Proszę usiąść wygodnie i uzbroić się w cierpliwość, bo długo i różnorodnie będzie.
Najpierw wyniki łapania licznika: udało się, dziękuję za udział w zabawie. Licznik złapały jednocześnie
Marzycielka i
Edytka, co najlepsze, obie przysłały maile o równej 20:00, jednak ich kolejność w mojej skrzynce świadczy o tym, że Marzycielka była o sekundy szybsza. Nic to, obie Dziewczyny dostaną upominki. Mam nadzieję, że będą zadowolone. Obiecałam miodowo-mleczny naszyjnik. Pokazuje go zatem. Przygotowałam go oczywiście na
Cykliczne Wyzwanie u Modrak, tym razem smaczki połączone u mnie w taki sposób:
Wierzcie lub nie, ale szklany element w środku ma kolor miodowy. W ogóle
kilka jest odcieni miodu, bo ja lubię różne miodki. I lipowy, i
gryczany (który jest bardzo ciemny). Miodek skąpany w mleku:) I jeszcze wyzwaniowy banerek:
Piękny, energetyczny banerek wyzwaniowy:
I teraz to, co ostatnio wprawiło mnie w dobry nastrój. Gdzieś widziałam taką drucianą damulkę i nagle przyszło mi do głowy, że można przecież spróbować z gazet... Szalenie podobają mi się wszelkie manekiny i już dawno zamierzałam sobie zrobić takiego uszytego, ale nie mam starego świecznika na stojak. Ten wyszedł fajnie, zwłaszcza, że miałam z nim niezbyt przyjemną przygodę, ale nie będę się na ten temat rozpisywać. Fotki przy wieczornym świetle za nic nie oddają urody mojego ekspozytorka na bransoletki i kolczyki. Tak, to już kolejny, ale muszę mieć kilka, bo niedługo u nas będą różne imprezy, gdzie będzie można pokazać biżutki.

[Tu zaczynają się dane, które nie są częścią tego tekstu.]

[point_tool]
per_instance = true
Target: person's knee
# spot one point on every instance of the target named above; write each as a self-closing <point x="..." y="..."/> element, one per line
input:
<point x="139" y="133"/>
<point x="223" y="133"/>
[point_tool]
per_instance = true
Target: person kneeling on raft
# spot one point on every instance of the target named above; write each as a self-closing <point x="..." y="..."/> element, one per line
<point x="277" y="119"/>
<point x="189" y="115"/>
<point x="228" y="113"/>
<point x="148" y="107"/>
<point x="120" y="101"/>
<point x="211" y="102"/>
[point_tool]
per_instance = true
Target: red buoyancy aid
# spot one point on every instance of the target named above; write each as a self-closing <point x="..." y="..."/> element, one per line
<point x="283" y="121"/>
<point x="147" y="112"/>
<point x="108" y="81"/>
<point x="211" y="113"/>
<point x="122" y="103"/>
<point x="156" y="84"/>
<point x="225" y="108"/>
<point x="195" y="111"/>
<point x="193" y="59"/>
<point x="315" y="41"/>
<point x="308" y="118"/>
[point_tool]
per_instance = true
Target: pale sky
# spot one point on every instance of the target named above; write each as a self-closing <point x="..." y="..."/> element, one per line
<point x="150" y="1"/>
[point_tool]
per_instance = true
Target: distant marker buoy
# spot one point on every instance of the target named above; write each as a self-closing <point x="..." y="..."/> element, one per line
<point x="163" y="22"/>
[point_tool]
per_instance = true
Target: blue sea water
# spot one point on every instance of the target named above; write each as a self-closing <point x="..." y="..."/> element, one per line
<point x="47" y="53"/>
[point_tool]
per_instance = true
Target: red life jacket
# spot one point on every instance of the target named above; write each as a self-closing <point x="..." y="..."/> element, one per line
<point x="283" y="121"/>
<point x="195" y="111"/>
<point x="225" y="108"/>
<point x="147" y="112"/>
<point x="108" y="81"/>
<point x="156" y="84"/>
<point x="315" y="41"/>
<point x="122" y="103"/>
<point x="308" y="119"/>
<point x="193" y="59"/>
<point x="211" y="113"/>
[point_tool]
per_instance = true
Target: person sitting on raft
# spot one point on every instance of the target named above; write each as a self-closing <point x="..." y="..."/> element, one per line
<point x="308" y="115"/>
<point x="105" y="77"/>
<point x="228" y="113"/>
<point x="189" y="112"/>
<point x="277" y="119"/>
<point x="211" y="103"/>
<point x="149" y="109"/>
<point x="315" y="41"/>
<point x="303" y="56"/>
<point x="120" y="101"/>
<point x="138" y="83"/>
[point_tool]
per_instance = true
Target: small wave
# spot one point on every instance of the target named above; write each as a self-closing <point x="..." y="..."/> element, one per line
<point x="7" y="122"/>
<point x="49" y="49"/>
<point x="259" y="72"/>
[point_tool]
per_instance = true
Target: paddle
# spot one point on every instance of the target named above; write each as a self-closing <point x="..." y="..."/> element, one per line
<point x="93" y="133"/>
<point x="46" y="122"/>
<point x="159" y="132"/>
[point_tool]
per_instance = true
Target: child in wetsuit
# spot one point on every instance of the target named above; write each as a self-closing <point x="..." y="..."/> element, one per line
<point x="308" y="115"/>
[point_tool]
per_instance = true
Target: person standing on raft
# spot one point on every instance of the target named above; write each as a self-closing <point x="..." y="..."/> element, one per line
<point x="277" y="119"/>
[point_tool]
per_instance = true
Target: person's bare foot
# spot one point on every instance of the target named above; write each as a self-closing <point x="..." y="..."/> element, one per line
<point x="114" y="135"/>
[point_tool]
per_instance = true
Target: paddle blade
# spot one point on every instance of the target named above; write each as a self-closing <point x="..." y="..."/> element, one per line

Na potrzeby zdjęcie zawiesiłam trochę swoich ozdóbek (tzn. tych, które noszę, a sporo mam od Was).
Tu damulka schnie sobie nad piecem:
I wskoczyła na piec - tam też cieplutko:)
Mam jeszcze jeden pomysł na manekina, ale rurki gazetowe się skończyły. Przydałby się ktoś do kręcenia, bo ja wolę pleść, malowanie też jakoś znoszę.
Pewnie wiecie, że potrzeba matką wynalazków. Ja dzisiaj potrzebowałam pilnie jakiegoś maleńkiego prezentu tanim kosztem. Miałam czekoladki. Wizyta w kwiaciarni wiele nie kosztowała, potem ciut inwencji twórczej i bukiet gotowy. Mój cukierkowy debiut:)
Ewa to dopiero kręci bukiety! Jak się człowiek napatrzy, to aż sam chce spróbować:) W każdym razie obdarowana zachwycona bukiecikiem.
Naprawdę jestem zaskoczona Waszymi komentarzami pod poprzednim postem. Tyle komentarzy w tak krótkim czasie to prawie jak przy okazji rozdawajki:) Dziękuję, dziękuję, dziękuję! W imieniu szanownego małżonka również, w końcu to on odwalił czarną robotę:) Miłej nocki!